Animals: Black Diamond

  • Share
  • Read Later

Curley Pickett has been a farm hand for the last two years in Corsicana, Tex. Before that he was an elephant trainer for the Al. G. Barnes circus where his special charge was Black Diamond, a land elephant. Last week Farm Hand Pickett, learning that the old circus was coming to town, invited his employer, Mrs. Eva Donohue, to see Black Diamond. When they arrived at the circus the elephants were being unloaded. They stood by and watched. Black Diamond spied them, gave Pickett a malevolent look, wrapped him in his trunk and tossed him over a box car. The nine-ton beast then smashed Mrs. Donohue to the ground, trampled the life out of her. When Pickett had been sent to the hospital, keepers held a council, wired to Circus Owner John Ringling for advice. Mr. Ringling condemned Black Diamond to death.
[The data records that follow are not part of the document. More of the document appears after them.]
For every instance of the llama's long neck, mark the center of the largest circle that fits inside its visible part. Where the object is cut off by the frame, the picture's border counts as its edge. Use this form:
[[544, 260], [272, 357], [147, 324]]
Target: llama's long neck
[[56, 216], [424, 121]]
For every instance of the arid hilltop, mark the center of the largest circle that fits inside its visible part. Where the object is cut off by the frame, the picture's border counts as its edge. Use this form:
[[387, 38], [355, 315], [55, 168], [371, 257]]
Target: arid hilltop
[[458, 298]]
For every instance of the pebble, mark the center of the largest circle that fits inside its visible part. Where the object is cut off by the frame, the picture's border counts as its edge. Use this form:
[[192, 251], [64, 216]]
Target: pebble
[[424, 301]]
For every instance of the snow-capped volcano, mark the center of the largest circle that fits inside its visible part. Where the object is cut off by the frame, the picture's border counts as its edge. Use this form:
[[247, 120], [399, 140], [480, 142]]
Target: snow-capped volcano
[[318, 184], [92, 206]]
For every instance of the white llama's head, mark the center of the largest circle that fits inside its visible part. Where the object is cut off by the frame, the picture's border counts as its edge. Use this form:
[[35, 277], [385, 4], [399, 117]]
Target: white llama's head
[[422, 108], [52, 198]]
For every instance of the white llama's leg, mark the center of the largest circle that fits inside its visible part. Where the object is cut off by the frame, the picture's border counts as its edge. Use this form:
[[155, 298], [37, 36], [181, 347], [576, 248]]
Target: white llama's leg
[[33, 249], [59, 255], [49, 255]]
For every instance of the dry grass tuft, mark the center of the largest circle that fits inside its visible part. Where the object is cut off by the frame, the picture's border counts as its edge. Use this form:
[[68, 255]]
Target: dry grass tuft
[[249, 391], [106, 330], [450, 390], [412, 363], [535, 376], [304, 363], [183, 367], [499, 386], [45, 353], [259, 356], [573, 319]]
The keepers tried to feed him poisoned oranges but he was wary. They considered drowning him. Finally they took him. shackled between three other elephants— to a cotton field, chained him to two trees. Hans Nagel, keeper of the Houston Zoo, was elected executioner. He approached to close range, raised a big-game rifle, fired. Black Diamond howled, tried to jerk away. Nagel fired again, could not penetrate the elephant's skull.* While the monster wildly trumpeted and twisted, Nagel kept on firing, exhausted all his ammunition. He asked for more but it was not until 60 shots had crashed into Black Diamond that he sagged and toppled. Circus performers at the execution wept as Black Diamond fell. Afterward, Executioner Nagel ran to his home, went to bed, whitefaced, ill.

*The best spot to shoot an elephant is in the brain, between the eye and the ear.